The Japanese Yen is under pressure as concerns over Japan’s fiscal health persist. Anticipation builds for Japan’s national inflation figures, which could influence the Bank of Japan’s future decisions. The yield gap continues to widen in favour of the Euro due to stable Eurozone interest rates.
On Thursday, EUR/JPY climbed to around 177.00, marking a 0.30% daily increase. The Japanese Yen weakens due to anxiety over Japanese public finances, with new Prime Minister Sanae Takaichi seen as favouring expansionary fiscal policies. Japan’s cabinet is drawing up a USD 90 billion stimulus plan, amidst concerns of its impact on the country’s debt.
Awaiting Consumer Price Index Release
Market participants await the release of Japan’s national Consumer Price Index for September. A robust CPI reading could uplift the Yen by fostering expectations for a BoJ rate hike.
In the Eurozone, ECB Vice President Luis de Guindos remarked that inflation risks are balanced, suggesting current interest rates are appropriate. The Yen’s weakness contributes to the EUR/JPY rise, with yield differentials favouring the Euro.
The Euro’s strength against the Japanese Yen continues, reflecting wider market trends as outlined in the currency percentage change table. Other currency pairs like USD/JPY and EUR/GBP show varied movements within the day.
The upward trend in EUR/JPY appears solid, primarily driven by the fundamental policy differences between Europe and Japan. With Japan’s public debt exceeding 260% of its GDP, the new $90 billion stimulus package signals further fiscal strain and Yen weakness. This macro environment strongly suggests that maintaining a bullish stance on the EUR/JPY pair is the logical path forward.

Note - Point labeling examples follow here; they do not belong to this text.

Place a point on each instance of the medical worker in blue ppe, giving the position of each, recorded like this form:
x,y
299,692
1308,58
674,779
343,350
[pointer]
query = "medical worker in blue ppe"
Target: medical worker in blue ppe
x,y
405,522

Strategy and Risk Management
For the next few weeks, we should be looking at buying call options on EUR/JPY, targeting strike prices comfortably above the current 177.00 level. This approach lets us capitalize on the expected continued ascent while strictly defining our risk to the premium we pay. It’s a measured way to ride the trend, especially with a key data point just hours away.
The immediate event to watch is Japan’s national CPI for September, due out later today. Recent inflation numbers, like the 2.8% core CPI we saw for August, have shown that price pressures are lingering but not yet forcing the Bank of Japan’s hand. A surprisingly strong inflation reading could cause a short-term pullback in EUR/JPY, which we should view as a better opportunity to enter or add to long positions.
This trade is fundamentally supported by the significant interest rate differential; the ECB’s main rate is holding at 3.5%, while Japan’s policy rate is only 0.1%. However, we must remain vigilant for any potential currency intervention from Japanese officials, similar to the actions they took back in late 2022 when the yen weakened sharply. Therefore, keeping an eye on implied volatility in options contracts is a sensible way to gauge market anxiety about such a move.